Does D really need something like const&?
Era Scarecrow
rtcvb32 at yahoo.com
Sat Mar 2 13:46:48 PST 2013
On Saturday, 2 March 2013 at 08:29:25 UTC, Namespace wrote:
> Era Scarecrow:
> Did I understand right that your answer is 'No, we don't need
> something like const&'?
const& is ugly and suggests it is using a pointer which we don't
want to use except in low level stuff. const& doesn't make sense,
but 'auto ref' does, and I think it could be quite useful.
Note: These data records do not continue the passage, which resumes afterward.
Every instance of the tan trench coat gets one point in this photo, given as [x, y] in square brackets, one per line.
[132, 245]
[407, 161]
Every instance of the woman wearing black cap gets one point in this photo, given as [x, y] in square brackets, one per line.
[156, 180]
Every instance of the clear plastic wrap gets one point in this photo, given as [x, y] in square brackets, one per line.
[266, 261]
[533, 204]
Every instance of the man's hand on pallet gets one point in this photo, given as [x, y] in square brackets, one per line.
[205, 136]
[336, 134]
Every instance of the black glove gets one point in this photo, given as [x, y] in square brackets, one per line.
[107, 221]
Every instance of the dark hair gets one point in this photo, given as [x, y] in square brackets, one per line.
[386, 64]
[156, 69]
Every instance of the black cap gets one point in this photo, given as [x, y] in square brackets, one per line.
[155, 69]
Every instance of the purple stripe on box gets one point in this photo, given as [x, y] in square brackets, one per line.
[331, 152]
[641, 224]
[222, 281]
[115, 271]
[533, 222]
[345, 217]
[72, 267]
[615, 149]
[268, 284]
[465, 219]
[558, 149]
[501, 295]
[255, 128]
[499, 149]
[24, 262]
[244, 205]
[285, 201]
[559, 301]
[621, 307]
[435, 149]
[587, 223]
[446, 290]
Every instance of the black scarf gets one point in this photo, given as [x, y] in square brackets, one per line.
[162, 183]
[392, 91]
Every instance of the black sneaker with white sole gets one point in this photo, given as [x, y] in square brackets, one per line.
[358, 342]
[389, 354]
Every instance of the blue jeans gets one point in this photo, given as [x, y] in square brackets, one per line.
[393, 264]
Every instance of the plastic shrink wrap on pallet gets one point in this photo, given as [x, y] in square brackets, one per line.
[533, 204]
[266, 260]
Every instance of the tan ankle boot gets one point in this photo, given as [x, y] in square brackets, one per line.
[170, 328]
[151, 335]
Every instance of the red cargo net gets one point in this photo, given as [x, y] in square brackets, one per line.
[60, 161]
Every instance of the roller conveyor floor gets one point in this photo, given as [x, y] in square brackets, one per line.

On Saturday, 2 March 2013 at 09:38:17 UTC, deadalnix wrote:
> On Saturday, 2 March 2013 at 09:31:56 UTC, Namespace wrote:
>> On Saturday, 2 March 2013 at 09:38:17 UTC, deadalnix wrote:
>>> 1/ Generic code. You may not know that the data are big after
>>> starting conglomerating more and more stuff.
>> auto ref for templates still exists and won't get away.
>
> Passing by ref small struct for nothing is also a performance
> concern. You'll access them via dereference when you could have
> them directly in registers, and reduce the compiler capability
> of doing optimization based on aliasing.
>
> Auto ref is convenient, but look more like an ugly patch than a
> real solution.
And if it's not implemented I'll be doomed making the same
forwarding functions due to ref & const preference rules. I can
live with it but I don't want to. I'm not saying I'll use auto
ref for everything, only when it makes sense to.
>>> 2/ Data may be small, but with an expensive copy mechanism.
>> Example?
>
> struct ValueArray(T) {
> T[] data;
> alias this = data; // Damned, it is broken on 2.062
>
> this(this) {
> data = data.dup;
> }
> }
Perhaps enlarge the example just a touch...
alias ValueArray!ubyte BigUbArray;
BigUbArray array = new ubyte[1<<20]; //1 meg
static assert(BigUbArray.sizeof <= 16);
//gee 'BigUbArray' is only 8-16 bytes!!! postblit!
void func(BigUbArray s);
If it's POD however then it shouldn't have any
modifications/postblit or anything special to worry about.